Dáil debates

Thursday, 9 December 2021

Saincheisteanna Tráthúla - Topical Issue Debate

Employment Support Services

3:25 pm

Photo of Paul McAuliffePaul McAuliffe (Dublin North West, Fianna Fail) | Oireachtas source

I welcome the opportunity to raise the issue of the important work being done in communities by local employment services and the great deal of uncertainty within those communities in respect of the indicated tendering process. It is not an unfounded concern because many of these partnership companies, or local development companies as they are often called, bear the scars of the social inclusion and community activation programme, SICAP, process. That programme was often the other arm of the partnership model. I am mentioning partnership repeatedly because partnership was a response in the late 1980s and early 1990s to the problems that were happening in many communities. It was a way of ensuring agencies such as the HSE, education and training boards and the Department of Social Protection, along with local politicians and the community could come together with business and the trade union movement to ensure we could respond to the needs in communities. It is a model that did not come out of nowhere. It did not arrive on our doorstep as some theory-based model. It is a model that was championed by many people and is so important to communities. I will speak about why that is so in a moment.
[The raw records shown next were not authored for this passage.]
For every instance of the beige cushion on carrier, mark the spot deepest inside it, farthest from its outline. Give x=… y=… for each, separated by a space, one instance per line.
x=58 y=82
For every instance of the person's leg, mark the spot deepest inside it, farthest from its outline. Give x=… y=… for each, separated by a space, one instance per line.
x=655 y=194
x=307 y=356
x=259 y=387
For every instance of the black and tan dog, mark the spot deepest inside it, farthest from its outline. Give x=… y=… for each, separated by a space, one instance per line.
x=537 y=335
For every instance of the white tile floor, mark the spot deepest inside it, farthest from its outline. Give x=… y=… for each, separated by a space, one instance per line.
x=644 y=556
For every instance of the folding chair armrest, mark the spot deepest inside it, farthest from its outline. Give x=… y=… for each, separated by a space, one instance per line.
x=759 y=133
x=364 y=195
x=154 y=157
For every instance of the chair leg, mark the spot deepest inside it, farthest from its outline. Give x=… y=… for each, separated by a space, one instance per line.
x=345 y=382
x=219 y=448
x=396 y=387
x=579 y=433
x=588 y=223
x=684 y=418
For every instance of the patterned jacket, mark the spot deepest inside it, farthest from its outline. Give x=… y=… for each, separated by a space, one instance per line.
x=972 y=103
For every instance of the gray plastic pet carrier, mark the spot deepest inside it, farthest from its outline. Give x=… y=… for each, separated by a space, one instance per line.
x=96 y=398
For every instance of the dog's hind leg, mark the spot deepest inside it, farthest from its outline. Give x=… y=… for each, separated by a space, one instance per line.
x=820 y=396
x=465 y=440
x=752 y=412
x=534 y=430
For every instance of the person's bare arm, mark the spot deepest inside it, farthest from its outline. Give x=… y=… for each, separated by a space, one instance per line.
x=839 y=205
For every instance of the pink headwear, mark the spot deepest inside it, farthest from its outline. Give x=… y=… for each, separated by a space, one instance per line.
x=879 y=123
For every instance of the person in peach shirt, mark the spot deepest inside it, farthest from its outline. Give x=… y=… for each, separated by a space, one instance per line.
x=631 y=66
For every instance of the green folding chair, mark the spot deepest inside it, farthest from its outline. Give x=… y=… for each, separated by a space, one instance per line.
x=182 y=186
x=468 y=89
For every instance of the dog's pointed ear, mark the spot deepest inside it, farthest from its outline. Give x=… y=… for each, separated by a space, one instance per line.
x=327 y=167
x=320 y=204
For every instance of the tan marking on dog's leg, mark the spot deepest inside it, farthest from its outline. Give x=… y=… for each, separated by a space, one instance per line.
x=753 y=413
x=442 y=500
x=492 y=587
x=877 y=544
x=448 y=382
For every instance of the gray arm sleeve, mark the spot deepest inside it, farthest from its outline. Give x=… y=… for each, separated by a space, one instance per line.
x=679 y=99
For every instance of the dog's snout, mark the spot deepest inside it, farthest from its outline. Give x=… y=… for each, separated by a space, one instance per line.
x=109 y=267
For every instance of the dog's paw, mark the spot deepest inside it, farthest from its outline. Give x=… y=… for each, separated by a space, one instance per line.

The difficulty arises in the context of each Department seeking to comply with tendering processes and other measures. I was present at the meeting of the Committee of Public Accounts this morning when the Secretary General of the Department of Social Protection spoke about how these contracts are regarded as non-compliant procurement. The difficulty is that as we start to ensure they all comply with tendering regulations,we are separating out the local decision making each of the partnerships is able to make. That will strip away the flexibility in SICAP and local employment services. It will move from a local service to a regional service and suddenly it will have lost all the benefits the partnership model had.

I refer to the fears of local providers. None of them has any difficulty tendering but they have doubts regarding the need to tender to comply with European regulations. That is a legal issue. When the Attorney General says something, I have to listen and the Government has to listen, but there are differing legal opinions on this issue.

If we go though with the tendering process, we need to make sure that process recognises the expertise of many of the existing service providers and rewards them for it, compared with another company that does not have the same local knowledge. The process must ensure there is a pay and fee structure that is not all about progressing people to employment, because that means the quality work cannot be done that often needs to be done with people who are exiting long-term unemployment. We must make sure partnership bodies have the cash flow they might need to switch from the current system, in which they are paid per year, to one in which they would not be paid upfront but after the progression has been made.

It is crucial that the ability to react locally to local issues is retained. It must not, for example, be solely about referrals from the Department of Social Protection; there must be the ability to allow walk-in referrals as well. We have seen how this type of local response is crucial in communities, which I will speak about after the Minister of State replies. It is the backbone of what partnership is and the backbone of what these organisations do. If we continue to nationalise, through contracts, the different models they provide, we open ourselves up to the allegation that some of us in government are ideologically focused on a particular way of delivering a service rather than on delivering for the community.